Health warning: Might contain multiple personalities

Shows how a lack of name disambiguation leads to serious distortion of the Essential Science Indicators

disambiguation

After discussing my first-ever academic article in my first research focus blog, I would like to now present one of my most recent publications.

Are nearly all of the world's 1,000 most cited academics Chinese?

Like my first publication it grew out of disbelief, this time about noticing that nearly the entire top 1,000 most cited academics in Thomson Reuters’ Essential Science Indicators seemed to be Asian academics, most of them Chinese. Although I was familiar with the fact that Chinese academics had been catching up rapidly in the “publication game” I couldn’t quite believe that they had left scholars from all other countries behind. So I started to investigate.

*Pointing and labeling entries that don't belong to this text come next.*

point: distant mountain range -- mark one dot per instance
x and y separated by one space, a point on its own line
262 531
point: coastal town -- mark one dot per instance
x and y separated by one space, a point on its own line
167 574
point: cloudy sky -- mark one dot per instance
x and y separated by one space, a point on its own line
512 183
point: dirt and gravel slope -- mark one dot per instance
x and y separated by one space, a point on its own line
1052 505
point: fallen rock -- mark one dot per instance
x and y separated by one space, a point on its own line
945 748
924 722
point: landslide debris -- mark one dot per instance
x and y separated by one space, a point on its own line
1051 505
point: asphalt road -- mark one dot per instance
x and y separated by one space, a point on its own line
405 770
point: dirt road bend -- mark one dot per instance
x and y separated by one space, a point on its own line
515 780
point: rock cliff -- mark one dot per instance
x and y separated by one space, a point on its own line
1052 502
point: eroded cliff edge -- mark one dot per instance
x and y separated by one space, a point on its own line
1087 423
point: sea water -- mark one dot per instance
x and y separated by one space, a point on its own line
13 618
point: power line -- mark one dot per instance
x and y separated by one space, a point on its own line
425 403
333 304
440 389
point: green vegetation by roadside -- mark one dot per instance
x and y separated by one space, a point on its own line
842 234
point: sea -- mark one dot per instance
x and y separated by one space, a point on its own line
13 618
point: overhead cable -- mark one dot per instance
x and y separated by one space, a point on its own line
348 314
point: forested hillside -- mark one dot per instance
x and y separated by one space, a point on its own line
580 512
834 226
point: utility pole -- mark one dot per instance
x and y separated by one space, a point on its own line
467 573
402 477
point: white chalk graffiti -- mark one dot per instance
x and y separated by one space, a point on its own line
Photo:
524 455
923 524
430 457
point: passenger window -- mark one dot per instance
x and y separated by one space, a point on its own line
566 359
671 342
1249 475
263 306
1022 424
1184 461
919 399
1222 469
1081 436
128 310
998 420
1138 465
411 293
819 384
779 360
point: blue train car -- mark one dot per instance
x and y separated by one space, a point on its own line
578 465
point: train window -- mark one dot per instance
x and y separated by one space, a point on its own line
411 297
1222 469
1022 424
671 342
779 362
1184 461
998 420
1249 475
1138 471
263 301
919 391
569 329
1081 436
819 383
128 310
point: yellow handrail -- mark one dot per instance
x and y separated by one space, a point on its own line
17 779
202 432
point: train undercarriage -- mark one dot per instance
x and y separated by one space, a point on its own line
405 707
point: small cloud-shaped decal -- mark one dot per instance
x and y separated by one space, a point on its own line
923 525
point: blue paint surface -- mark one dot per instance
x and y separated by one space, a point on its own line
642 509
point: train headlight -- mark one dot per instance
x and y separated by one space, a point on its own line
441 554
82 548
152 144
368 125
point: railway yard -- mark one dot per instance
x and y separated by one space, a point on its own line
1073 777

I found that three demographic characteristics that should be unrelated to research productivity – name origin, uniqueness of one’s family name, and the number of initials used in publishing – in fact have a very strong influence on it. In contrast to what could be expected from Web of Science publication data, researchers with Asian names – and in particular Chinese and Korean names – appear to be far more productive than researchers with Western names.

The table below clearly shows the extreme discrepancy between the overall distribution of papers across different countries/name origins and the representation of these name origins in the top 1,000 academics in Thomson Reuters’ Essential Science indicators.

Table 1: Representation of academics with different name origins

Name origin

% of WoS papers at country level

% of top 1,000 ESI academics

Anglo

35.3%

1.1%

Chinese

11.6%

62.8%

European

33.5%

0.8%

Indian

2.7%

5.2%

Japanese

5.0%

15.4%

Korean

2.6%

14.7%

Others

9.5%

0.0%

Academics in Anglo or European countries make up a large share, nearly 70% in fact, of the papers published in the WoS. However, Anglo and European names make up less than 2% of the top 1,000 most productive academics. In contrast academics in Asian countries, who contribute only 22% of the number of papers published in the WoS, make up more than 98% of the top 1,000 most productive academics. Furthermore, for any country, academics with common names and fewer initials also appear to be more productive than their more uniquely named counterparts.

Y Wang: the world’s most productive academic

This appearance of high productivity is indeed nothing more than an appearance, caused purely by the fact that these “academic superstars” are in fact composites of many individual academics with the same name. Looking at the most productive academic in the ESI ranking – Y Wang – clearly shows how the namesake problem distorts the underlying reality.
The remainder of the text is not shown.